The timetable to implement a national trading system is ‘tremendously ambitious’, says Jeff Swartz, director of international policy at the International Emissions Trading Association. ‘It sends a signal to investors in China that the government is going to properly set a carbon budget and that may be more effective in catalysing business and industry away from fossil fuels.’
China has pilot trading systems in seven cities – the first set up in 2011. The challenge will be bringing them all together, and success will depend on China setting ‘an ambitious cap or else the price of carbon will be too low’, says Swartz. ‘They’re going to have to be transparent about the cap setting and about how many credits they’ll distribute for free.’
Peak performance
Cap and trade is just one of a number of policies that the Chinese government is implementing to ensure its carbon emissions peak by 2030. Many observers believe it will achieve this goal earlier, perhaps even before 2025. Indeed a new alliance of peaking pioneer cities in China – also announced in September – has established peak years for carbon emissions that are earlier than the national goal.
As part of the so called green dispatch approach in the power sector, China says it will establish guidelines which will mean that grid operators should turn first to the most efficient and least polluting sources of power and so make better use of the country’s rapidly growing solar and wind power capacity.

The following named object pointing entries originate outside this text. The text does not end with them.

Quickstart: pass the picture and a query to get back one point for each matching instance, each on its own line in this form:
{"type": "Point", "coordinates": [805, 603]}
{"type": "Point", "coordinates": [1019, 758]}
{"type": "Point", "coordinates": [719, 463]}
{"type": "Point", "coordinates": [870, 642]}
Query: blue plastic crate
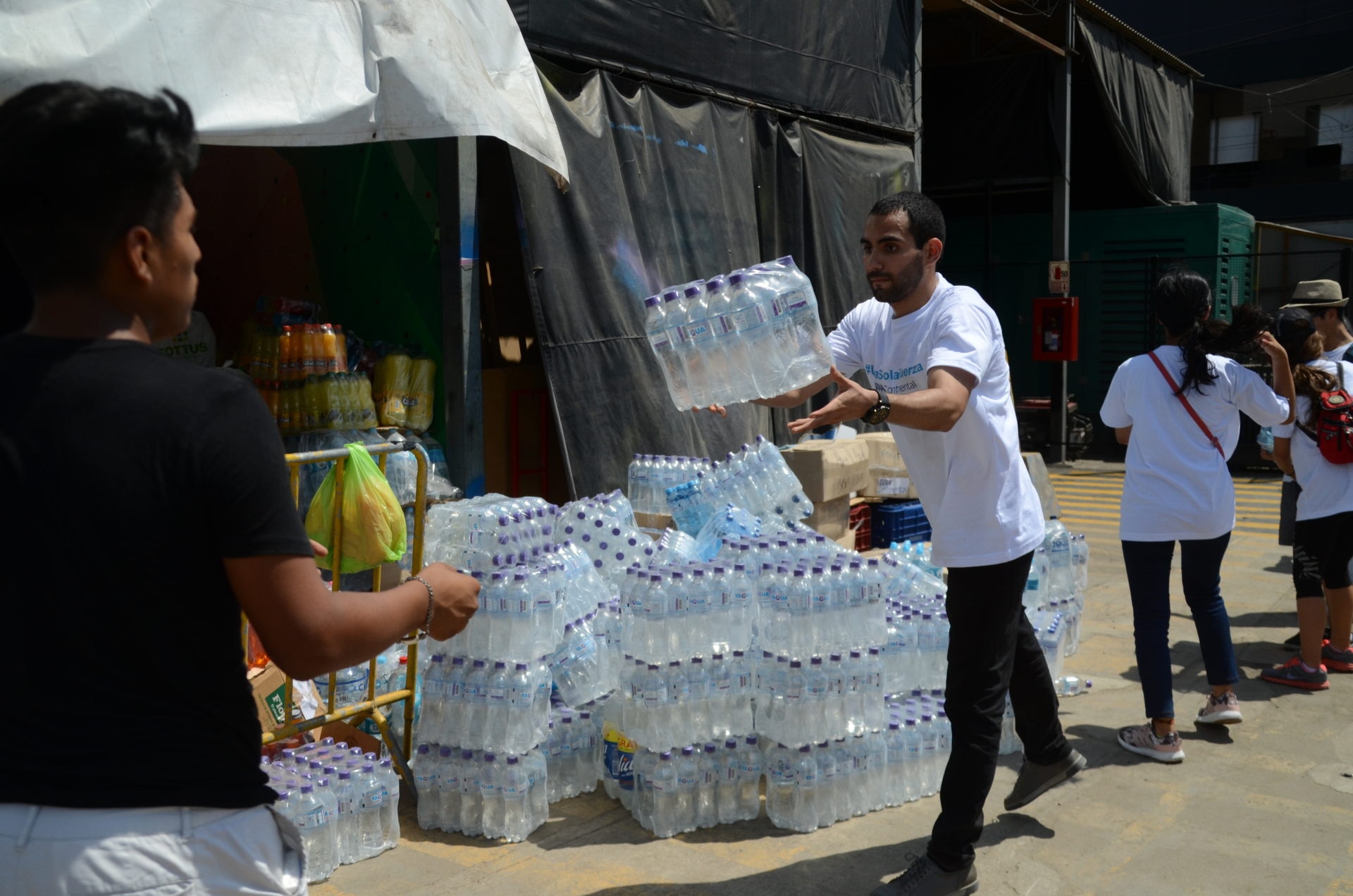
{"type": "Point", "coordinates": [898, 521]}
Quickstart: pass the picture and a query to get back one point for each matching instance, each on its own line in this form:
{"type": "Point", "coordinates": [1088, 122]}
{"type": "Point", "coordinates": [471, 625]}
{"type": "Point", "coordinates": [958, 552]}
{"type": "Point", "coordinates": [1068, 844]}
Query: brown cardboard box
{"type": "Point", "coordinates": [888, 475]}
{"type": "Point", "coordinates": [270, 692]}
{"type": "Point", "coordinates": [832, 518]}
{"type": "Point", "coordinates": [829, 468]}
{"type": "Point", "coordinates": [657, 521]}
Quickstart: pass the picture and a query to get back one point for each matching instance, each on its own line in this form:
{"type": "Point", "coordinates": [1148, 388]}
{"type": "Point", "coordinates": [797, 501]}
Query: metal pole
{"type": "Point", "coordinates": [463, 375]}
{"type": "Point", "coordinates": [1063, 221]}
{"type": "Point", "coordinates": [916, 89]}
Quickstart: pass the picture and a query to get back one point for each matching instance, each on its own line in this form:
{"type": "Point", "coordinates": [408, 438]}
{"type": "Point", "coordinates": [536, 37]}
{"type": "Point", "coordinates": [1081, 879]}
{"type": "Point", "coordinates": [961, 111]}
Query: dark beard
{"type": "Point", "coordinates": [906, 283]}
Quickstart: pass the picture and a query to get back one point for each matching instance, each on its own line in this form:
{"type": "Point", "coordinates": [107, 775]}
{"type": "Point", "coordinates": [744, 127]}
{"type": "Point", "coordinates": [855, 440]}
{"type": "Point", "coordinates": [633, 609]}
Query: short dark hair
{"type": "Point", "coordinates": [80, 167]}
{"type": "Point", "coordinates": [925, 220]}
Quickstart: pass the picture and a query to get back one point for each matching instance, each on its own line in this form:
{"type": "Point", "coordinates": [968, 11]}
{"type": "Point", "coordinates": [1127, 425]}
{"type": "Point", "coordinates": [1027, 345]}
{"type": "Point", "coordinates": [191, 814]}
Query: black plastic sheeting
{"type": "Point", "coordinates": [669, 187]}
{"type": "Point", "coordinates": [1150, 107]}
{"type": "Point", "coordinates": [850, 58]}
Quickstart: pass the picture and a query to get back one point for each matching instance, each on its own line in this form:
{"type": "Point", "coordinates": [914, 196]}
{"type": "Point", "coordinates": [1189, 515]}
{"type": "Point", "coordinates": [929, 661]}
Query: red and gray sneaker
{"type": "Point", "coordinates": [1221, 711]}
{"type": "Point", "coordinates": [1294, 674]}
{"type": "Point", "coordinates": [1144, 742]}
{"type": "Point", "coordinates": [1336, 659]}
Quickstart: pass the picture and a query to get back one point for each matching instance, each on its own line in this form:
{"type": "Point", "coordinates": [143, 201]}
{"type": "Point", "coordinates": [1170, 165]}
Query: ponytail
{"type": "Point", "coordinates": [1310, 380]}
{"type": "Point", "coordinates": [1182, 301]}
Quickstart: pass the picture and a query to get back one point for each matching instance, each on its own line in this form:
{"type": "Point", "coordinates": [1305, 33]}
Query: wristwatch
{"type": "Point", "coordinates": [879, 413]}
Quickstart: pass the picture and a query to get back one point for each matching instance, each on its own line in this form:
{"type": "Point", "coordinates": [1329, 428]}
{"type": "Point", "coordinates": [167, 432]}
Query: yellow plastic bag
{"type": "Point", "coordinates": [373, 530]}
{"type": "Point", "coordinates": [419, 404]}
{"type": "Point", "coordinates": [393, 374]}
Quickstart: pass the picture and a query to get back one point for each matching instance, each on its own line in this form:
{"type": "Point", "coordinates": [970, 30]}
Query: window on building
{"type": "Point", "coordinates": [1235, 139]}
{"type": "Point", "coordinates": [1336, 126]}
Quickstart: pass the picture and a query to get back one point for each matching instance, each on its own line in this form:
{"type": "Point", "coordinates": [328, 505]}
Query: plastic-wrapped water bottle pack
{"type": "Point", "coordinates": [344, 802]}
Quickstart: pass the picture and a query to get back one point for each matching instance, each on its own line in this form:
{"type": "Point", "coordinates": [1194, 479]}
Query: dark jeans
{"type": "Point", "coordinates": [992, 650]}
{"type": "Point", "coordinates": [1149, 581]}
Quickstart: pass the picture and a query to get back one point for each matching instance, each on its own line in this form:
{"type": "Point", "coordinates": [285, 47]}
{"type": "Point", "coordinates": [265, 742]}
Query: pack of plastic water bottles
{"type": "Point", "coordinates": [755, 478]}
{"type": "Point", "coordinates": [344, 802]}
{"type": "Point", "coordinates": [1054, 602]}
{"type": "Point", "coordinates": [804, 665]}
{"type": "Point", "coordinates": [753, 333]}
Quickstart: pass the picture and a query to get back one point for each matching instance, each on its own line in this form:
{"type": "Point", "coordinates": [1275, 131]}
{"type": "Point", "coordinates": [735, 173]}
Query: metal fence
{"type": "Point", "coordinates": [1116, 306]}
{"type": "Point", "coordinates": [372, 706]}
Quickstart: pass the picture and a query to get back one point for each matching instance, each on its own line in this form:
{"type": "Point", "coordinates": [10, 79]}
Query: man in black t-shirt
{"type": "Point", "coordinates": [147, 502]}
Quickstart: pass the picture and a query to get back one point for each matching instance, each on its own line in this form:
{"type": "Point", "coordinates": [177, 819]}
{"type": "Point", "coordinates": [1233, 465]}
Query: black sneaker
{"type": "Point", "coordinates": [926, 878]}
{"type": "Point", "coordinates": [1035, 780]}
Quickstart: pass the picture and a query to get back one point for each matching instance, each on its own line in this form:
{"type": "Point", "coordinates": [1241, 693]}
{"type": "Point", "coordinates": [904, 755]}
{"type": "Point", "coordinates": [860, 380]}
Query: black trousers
{"type": "Point", "coordinates": [992, 650]}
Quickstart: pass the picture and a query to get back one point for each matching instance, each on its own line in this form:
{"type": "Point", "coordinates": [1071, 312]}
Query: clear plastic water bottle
{"type": "Point", "coordinates": [426, 775]}
{"type": "Point", "coordinates": [660, 332]}
{"type": "Point", "coordinates": [307, 811]}
{"type": "Point", "coordinates": [728, 769]}
{"type": "Point", "coordinates": [666, 814]}
{"type": "Point", "coordinates": [350, 826]}
{"type": "Point", "coordinates": [445, 796]}
{"type": "Point", "coordinates": [748, 781]}
{"type": "Point", "coordinates": [369, 809]}
{"type": "Point", "coordinates": [491, 797]}
{"type": "Point", "coordinates": [707, 787]}
{"type": "Point", "coordinates": [471, 796]}
{"type": "Point", "coordinates": [513, 790]}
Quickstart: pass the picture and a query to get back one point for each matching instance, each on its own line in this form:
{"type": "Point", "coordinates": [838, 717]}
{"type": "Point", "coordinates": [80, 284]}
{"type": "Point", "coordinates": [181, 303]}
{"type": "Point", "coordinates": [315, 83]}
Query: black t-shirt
{"type": "Point", "coordinates": [126, 478]}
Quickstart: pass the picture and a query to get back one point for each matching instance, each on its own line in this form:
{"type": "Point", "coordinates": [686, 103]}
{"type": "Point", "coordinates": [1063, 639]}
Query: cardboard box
{"type": "Point", "coordinates": [270, 688]}
{"type": "Point", "coordinates": [832, 518]}
{"type": "Point", "coordinates": [829, 468]}
{"type": "Point", "coordinates": [657, 521]}
{"type": "Point", "coordinates": [888, 477]}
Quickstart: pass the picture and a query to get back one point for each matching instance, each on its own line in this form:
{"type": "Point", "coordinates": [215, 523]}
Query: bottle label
{"type": "Point", "coordinates": [310, 821]}
{"type": "Point", "coordinates": [700, 332]}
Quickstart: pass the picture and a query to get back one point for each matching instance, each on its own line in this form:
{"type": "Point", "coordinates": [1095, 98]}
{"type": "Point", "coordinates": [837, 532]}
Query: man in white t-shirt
{"type": "Point", "coordinates": [935, 358]}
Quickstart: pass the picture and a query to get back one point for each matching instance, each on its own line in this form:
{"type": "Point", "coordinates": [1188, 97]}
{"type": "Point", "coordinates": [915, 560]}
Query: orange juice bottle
{"type": "Point", "coordinates": [316, 345]}
{"type": "Point", "coordinates": [275, 399]}
{"type": "Point", "coordinates": [329, 348]}
{"type": "Point", "coordinates": [367, 408]}
{"type": "Point", "coordinates": [341, 348]}
{"type": "Point", "coordinates": [272, 361]}
{"type": "Point", "coordinates": [285, 409]}
{"type": "Point", "coordinates": [288, 355]}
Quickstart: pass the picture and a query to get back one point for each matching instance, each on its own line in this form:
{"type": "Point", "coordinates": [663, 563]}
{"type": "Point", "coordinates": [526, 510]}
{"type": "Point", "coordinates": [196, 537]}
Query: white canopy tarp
{"type": "Point", "coordinates": [298, 72]}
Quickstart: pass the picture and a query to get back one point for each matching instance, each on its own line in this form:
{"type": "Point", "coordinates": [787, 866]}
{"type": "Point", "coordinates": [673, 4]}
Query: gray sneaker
{"type": "Point", "coordinates": [1035, 780]}
{"type": "Point", "coordinates": [926, 878]}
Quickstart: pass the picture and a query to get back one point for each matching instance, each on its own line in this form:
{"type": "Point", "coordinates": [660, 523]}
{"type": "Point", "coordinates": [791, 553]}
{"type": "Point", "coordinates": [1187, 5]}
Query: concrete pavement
{"type": "Point", "coordinates": [1264, 807]}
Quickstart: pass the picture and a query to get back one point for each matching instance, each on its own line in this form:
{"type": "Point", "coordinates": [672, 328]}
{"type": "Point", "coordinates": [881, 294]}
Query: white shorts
{"type": "Point", "coordinates": [160, 852]}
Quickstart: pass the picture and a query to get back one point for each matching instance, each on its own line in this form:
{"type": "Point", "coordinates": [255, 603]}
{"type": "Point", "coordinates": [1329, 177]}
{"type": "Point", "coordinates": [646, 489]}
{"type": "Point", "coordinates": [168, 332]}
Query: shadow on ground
{"type": "Point", "coordinates": [857, 872]}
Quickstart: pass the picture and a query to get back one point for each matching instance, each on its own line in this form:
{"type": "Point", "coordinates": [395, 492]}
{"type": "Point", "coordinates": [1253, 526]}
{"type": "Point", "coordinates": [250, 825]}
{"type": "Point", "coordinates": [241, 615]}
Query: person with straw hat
{"type": "Point", "coordinates": [1325, 302]}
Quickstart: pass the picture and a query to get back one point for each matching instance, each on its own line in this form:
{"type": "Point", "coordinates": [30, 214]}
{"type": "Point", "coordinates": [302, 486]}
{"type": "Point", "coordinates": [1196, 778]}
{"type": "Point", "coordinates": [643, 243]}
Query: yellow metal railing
{"type": "Point", "coordinates": [370, 708]}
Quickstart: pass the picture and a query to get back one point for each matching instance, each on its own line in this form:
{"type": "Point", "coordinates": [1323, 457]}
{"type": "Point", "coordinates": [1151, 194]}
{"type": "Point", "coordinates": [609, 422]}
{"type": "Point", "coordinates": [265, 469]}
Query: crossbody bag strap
{"type": "Point", "coordinates": [1187, 406]}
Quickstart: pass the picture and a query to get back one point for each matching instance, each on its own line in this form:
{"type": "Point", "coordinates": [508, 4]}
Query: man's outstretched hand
{"type": "Point", "coordinates": [455, 600]}
{"type": "Point", "coordinates": [853, 401]}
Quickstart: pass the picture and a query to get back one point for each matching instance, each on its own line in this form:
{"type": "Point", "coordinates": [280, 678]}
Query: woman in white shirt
{"type": "Point", "coordinates": [1176, 409]}
{"type": "Point", "coordinates": [1323, 539]}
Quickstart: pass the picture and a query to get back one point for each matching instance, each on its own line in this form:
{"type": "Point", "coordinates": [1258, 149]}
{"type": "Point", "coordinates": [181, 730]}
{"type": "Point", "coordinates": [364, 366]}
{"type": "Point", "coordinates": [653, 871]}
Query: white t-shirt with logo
{"type": "Point", "coordinates": [972, 480]}
{"type": "Point", "coordinates": [1178, 486]}
{"type": "Point", "coordinates": [1326, 487]}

This will also support its target of having 15% of its energy from non-fossil fuels by 2020, and 20% by 2025. China has had a system where coal power plants were guaranteed a minimum level of generation in order to incentivise their construction, but this has had the perverse effect of shutting down generation from wind, for example.
David Doniger, director of the climate and clean air programme at the US environment group Natural Resources Defense Council (NRDC), is working with the government in Beijing on a cap on the use of coal, which he believes the government is likely to institute. He thinks coal use might already have peaked in China.
The US has no plans for a national trading scheme but some states, notably California, have implemented schemes. ‘The US is on a more complicated path,’ says Doniger, but he expects that ‘almost every state will chose some model of carbon trading’ in response to requirements to limit carbon emissions at power plants that need to be planned out by June 2016.
Ambitious climate
The two presidents also made clear that any agreement reached at the climate talks in Paris should be a platform for bolder actions – they want to see an agreement that ‘ramps up ambition over time’. This is crucial because countries’ published intentions ahead of the Paris meeting are likely to fall short of the emissions reductions needed by 2030 and beyond to limit the global average temperature rise to less than two degrees.
Significantly, the Chinese have committed $3.1billion (£2 billion) to climate finance for developing countries. This will not, however, be delivered through the UN’s Green Climate Fund, which has only raised a tenth of its $100 billion a year goal, and is intended to help the world’s poorest countries adapt to climate change and adopt low emissions economies.
Amongst other measures, the world’s biggest polluters have agreed to strictly control public investment for projects that are highly polluting and carbon intensive, both at home and abroad. The US and China also committed to implement new fuel efficiency standards for heavy duty vehicles in 2019, and to develop efficiency standards for buildings and equipment. Obama said that next year, the US would be finalising standards which will reduce methane emissions in the oil, gas and landfill sectors: its goal here is to cut methane emissions 40-45% from 2012 levels by 2025. It will also press ahead with proposals to phase out hydrofluorocarbons (HFCs). In July, the US Environmental Protection Agency outlawed the use of some of the most harmful HFCs in aerosols, refrigeration and air conditioning sectors. Doniger says new proposals are expected on cutting other uses of HFCs. China says it will accelerate its efforts to control HFCs, including HFC-23 (primarily used in air conditioning and refrigerants) which has a global warming potential nearly 15,000 times greater than carbon dioxide.
The two countries are also pursuing clean energy research. They announced new initiatives to develop energy efficient lorries and collaborative electric vehicle interoperability centres, to provide technical support and agree standards for developing electric vehicles, in a partnership that goes back to 2009.